Abstract
There is one specific type of K+ channels profoundly involved in regulation of release of hormone insulin and inextricably connected to pathogenesis of diabetes mellitus. It is ATP-sensitive K+ channel (KATP). Recently, along with advances in genetic testing, a growing number of permanent neonatal diabetes (PND) has been diagnosed, which is a monogenic form of diabetes of even earlier onset than maturity onset diabetes of the young (MODY). Neonatal diabetes can result from mutations in Kir6.2 or sulfonylurea receptor (SUR1) subunits of the ATP-sensitive K+ channel. The pathogenesis is based on the mechanism of permanent activation and wide opening of the KATP potassium channel of the β-cells. An important and interesting feature of the disease clinical picture is sustained therapeutic response to sulfonylureas in the treatment of neonatal diabetes caused by mutation in the KCNJ11 and ABCC8 genes. Mechanism of action of this class of medicines involves interaction with the SUR1 subunit of the KATP channel in the β cell. However, there are some types of neonatal diabetes which fail to respond to the sulfonylurea therapy.
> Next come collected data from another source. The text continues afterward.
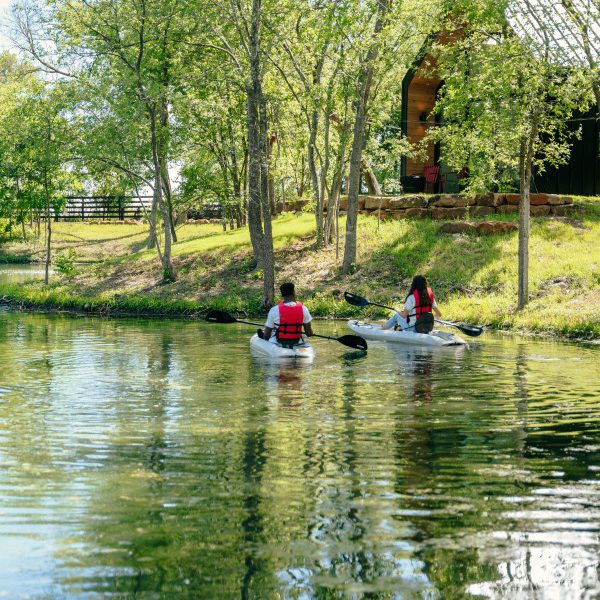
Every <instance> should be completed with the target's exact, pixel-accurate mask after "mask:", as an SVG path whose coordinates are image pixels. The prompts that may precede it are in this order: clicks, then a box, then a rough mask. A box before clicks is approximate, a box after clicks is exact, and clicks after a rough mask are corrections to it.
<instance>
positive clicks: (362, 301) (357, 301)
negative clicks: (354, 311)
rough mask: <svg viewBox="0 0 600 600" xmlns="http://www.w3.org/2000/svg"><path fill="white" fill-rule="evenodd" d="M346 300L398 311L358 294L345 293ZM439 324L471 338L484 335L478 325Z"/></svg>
mask: <svg viewBox="0 0 600 600" xmlns="http://www.w3.org/2000/svg"><path fill="white" fill-rule="evenodd" d="M344 298H345V299H346V302H348V304H352V306H369V305H371V306H380V307H381V308H387V309H388V310H394V311H395V310H396V309H395V308H393V307H391V306H386V305H385V304H379V303H378V302H369V301H368V300H367V299H366V298H363V297H362V296H357V295H356V294H351V293H350V292H344ZM434 320H435V321H436V322H437V323H441V324H442V325H447V326H448V327H456V328H457V329H459V330H460V331H462V332H463V333H464V334H465V335H469V336H471V337H477V336H479V335H481V334H482V333H483V327H479V326H478V325H465V324H461V323H453V322H452V321H442V320H441V319H434Z"/></svg>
An example of this is the most severe phenotype of neonatal diabetes accompanied with disorders of the nervous system, muscle weakness and psychomotor development delay, which is a so-called DEND syndrome. Analogs of GLP-1 and antagonist of GLP-1 receptor may provide a new way of treatment in KATP dependent disorders. These hormones may modulate the beta cells response by influencing KATP channels and cAMP independently.
Keywords: Diabetes mellitus, Permanent Neonatal Diabetes (PND), Maturity onset diabetes of the young (MODY), SUR 1, Kir6.2, Sulfonylureas, KCNJ11 gene, ABCC8 gene, DEND syndrome, GLP-1 analogs.